In 2008, 2,739 15- to 20-year-old drivers were killed and an additional 228,000 were injured in motor vehicle crashes according to NHTSA. Fatal injuries from car wrecks are the leading cause of death for teens between the ages of 13 and 19. The risk of crashing is especially high for teens during the first few years of licensure. Inexperience and immaturity make for risky driving behavior and increase the likelihood of a crash. In the last 10 years, all states have changed their teen licensing procedures. Many states have worked to reduce teen motor vehicle fatalities and injuries through graduated driver’s licensing (GDL). This system limits the exposure to high-risk situations by gradually phasing in driving privileges for teens. GDL allows teens to gain valuable driving experience in low-risk driving situations. 
 

 





















 

  • Motor vehicle crashes are the leading cause of death for 15- to 19-year-olds.

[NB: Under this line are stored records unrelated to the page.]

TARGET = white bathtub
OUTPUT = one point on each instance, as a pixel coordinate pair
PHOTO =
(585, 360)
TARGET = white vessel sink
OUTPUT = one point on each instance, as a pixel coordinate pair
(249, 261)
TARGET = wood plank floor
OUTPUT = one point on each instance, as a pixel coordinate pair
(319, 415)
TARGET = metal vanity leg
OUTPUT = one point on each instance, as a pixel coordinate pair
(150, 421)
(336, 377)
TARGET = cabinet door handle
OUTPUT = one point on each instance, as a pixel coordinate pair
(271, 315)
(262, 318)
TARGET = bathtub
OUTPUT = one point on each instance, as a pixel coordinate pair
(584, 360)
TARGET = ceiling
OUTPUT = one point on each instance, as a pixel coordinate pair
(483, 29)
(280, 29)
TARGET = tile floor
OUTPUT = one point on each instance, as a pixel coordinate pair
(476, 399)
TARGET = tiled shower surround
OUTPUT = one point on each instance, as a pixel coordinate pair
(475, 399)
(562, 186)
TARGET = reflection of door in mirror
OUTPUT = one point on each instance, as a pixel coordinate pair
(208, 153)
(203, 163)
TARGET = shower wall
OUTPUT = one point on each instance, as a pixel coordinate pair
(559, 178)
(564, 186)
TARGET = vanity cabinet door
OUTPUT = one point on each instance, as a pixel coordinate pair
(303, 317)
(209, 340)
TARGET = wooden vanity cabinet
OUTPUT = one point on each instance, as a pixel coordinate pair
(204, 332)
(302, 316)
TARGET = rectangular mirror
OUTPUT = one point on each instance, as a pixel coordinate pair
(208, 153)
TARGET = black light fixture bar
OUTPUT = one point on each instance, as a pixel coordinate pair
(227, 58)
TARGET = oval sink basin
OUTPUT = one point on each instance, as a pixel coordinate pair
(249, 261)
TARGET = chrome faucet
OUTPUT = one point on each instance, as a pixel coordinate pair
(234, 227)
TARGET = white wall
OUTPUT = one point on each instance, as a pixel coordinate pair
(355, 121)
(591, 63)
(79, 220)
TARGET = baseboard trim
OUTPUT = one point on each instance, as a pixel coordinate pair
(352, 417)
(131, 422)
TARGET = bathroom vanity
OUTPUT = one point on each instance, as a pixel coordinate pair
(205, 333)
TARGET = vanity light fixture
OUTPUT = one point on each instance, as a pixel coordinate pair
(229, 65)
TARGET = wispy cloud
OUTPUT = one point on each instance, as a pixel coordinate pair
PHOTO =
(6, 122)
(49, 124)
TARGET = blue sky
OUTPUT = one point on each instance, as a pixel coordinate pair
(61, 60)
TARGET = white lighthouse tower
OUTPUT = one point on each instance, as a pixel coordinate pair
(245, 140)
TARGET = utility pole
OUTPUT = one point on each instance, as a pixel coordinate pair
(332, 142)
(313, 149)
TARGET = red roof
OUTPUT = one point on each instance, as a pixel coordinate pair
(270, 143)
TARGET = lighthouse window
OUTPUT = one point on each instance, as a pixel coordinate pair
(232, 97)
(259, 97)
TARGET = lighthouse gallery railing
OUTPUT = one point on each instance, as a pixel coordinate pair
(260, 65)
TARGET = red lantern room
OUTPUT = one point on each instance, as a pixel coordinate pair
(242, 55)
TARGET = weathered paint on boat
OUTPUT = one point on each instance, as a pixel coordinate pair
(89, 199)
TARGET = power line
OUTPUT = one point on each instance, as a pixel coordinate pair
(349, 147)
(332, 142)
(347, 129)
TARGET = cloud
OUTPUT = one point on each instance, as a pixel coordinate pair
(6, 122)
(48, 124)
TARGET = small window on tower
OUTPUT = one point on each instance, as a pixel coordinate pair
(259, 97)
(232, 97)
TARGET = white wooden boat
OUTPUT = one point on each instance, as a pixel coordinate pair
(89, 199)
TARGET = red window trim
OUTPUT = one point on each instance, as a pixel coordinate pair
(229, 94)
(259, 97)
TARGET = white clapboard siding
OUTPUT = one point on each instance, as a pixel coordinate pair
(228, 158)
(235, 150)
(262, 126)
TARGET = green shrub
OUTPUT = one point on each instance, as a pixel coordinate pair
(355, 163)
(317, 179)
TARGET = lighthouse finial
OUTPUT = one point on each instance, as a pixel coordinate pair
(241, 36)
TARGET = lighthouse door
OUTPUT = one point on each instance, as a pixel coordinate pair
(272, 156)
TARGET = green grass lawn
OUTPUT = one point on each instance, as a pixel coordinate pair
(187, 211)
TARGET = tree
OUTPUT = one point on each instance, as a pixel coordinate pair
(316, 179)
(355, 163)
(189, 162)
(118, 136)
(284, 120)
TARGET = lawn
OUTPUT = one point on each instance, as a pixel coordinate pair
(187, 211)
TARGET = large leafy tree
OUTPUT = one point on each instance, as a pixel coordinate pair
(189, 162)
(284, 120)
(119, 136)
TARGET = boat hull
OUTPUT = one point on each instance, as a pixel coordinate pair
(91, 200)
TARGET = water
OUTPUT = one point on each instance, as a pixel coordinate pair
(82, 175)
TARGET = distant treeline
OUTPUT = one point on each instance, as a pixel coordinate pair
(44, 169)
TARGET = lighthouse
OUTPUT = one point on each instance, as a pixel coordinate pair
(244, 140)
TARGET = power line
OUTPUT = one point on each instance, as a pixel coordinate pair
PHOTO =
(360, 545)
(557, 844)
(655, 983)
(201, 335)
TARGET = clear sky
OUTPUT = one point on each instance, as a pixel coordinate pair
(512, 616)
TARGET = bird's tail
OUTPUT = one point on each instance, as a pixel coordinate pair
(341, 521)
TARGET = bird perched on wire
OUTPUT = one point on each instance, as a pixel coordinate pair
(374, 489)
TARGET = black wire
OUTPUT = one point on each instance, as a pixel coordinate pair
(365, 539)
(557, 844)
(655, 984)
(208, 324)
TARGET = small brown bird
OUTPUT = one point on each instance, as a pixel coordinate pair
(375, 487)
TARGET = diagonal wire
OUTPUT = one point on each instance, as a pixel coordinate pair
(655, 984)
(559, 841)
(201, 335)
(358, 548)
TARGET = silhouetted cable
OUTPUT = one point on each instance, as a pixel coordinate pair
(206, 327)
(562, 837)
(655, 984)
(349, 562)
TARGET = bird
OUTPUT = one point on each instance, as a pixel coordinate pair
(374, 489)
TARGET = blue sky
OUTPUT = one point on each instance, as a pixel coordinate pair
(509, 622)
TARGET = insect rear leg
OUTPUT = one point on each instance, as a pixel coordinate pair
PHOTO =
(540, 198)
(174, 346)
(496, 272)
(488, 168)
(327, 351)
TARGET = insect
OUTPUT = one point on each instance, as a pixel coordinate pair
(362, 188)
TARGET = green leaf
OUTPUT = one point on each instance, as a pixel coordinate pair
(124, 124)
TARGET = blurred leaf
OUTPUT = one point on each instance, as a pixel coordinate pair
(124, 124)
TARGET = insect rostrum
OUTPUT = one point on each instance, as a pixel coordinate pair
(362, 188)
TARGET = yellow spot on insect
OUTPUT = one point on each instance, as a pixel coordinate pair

Graduated driver's license (GDL) laws provide teens the opportunity to gain experience under low-risk conditions while limiting driving under more risky conditions such as driving at night.
  • Crash rates for teens are consistently lower in states with nighttime driving restrictions.
  • According to the National Highway Traffic Safety Administration, more than one-third of all 16- and 17-year-old driver-related fatal crashes occurred between 9:00 p.m. and 5:59 a.m.
  • The majority of nighttime fatal crashes involving young drivers occur before midnight, yet more than half the 47 states with nighttime restrictions do not restrict driving until midnight or later. Three states have no nighttime driving restrictions.
  • The Insurance Institute for Highway Safety defines an optimal graduated driver's licensing system as one that includes a night driving restriction that begins at 9 p.m. or 10 p.m.
  • In a national survey, 74 percent of parents said they were in favor of nighttime driving restrictions.